While Verra and Gold Standard debate methodology updates, the EU quietly did something no government has done before: it created a government-backed certification label for carbon removal credits.

The Carbon Removals and Carbon Farming Regulation (CRCF) — adopted in December 2024, with first certification methodologies published in February 2026 — establishes a voluntary framework for certifying carbon removals and soil emissions reductions.

What Makes This Different

Every existing carbon credit certification (Verra’s VCS, ICVCM’s Core Carbon Principles, Puro.earth) is run by private organizations. The CRCF is the first where:

  • Certification occurs through government-accredited certifiers
  • Methodologies are established by delegated acts (i.e., formal EU legislation)
  • There’s a clear pathway to ETS integration — the Commission must assess by July 2026 how permanently stored carbon removals can be integrated into the EU Emissions Trading System

If CRCF credits become ETS-eligible, that would create the world’s first compliance market pathway for engineered CDR.

Three Categories

The CRCF differentiates between:

  1. Permanent carbon removal — storage for several centuries (think geological storage, mineralization)
  2. Carbon storage in products — processes that store carbon for at least 35 years (like biochar in concrete)
  3. Carbon farming — practices over at least 5 years on terrestrial or coastal environments

The first delegated act covers permanent removal methodologies. Carbon farming methodologies are expected by summer 2026, with bio-based construction products close behind.

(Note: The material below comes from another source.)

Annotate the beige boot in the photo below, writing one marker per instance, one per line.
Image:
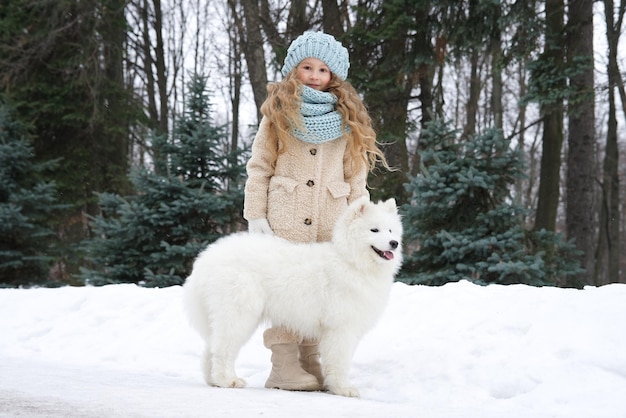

Why CDR Companies Should Pay Attention

The CRCF is voluntary — certification schemes can seek EU recognition but don’t have to. But there are compelling reasons to opt in:

  • Price premiums — government-backed verification could command higher prices than private labels
  • ETS eligibility — if the Commission integrates CRCF credits into the ETS, certified credits would access the world’s largest carbon market
  • Regulatory alignment — the EU’s 2040 climate target (90% emissions reduction) explicitly references carbon removals, and CRCF provides the accounting framework

The timing is deliberate. As the voluntary carbon market cleans house after years of credibility issues, a government-backed standard could accelerate the flight to quality.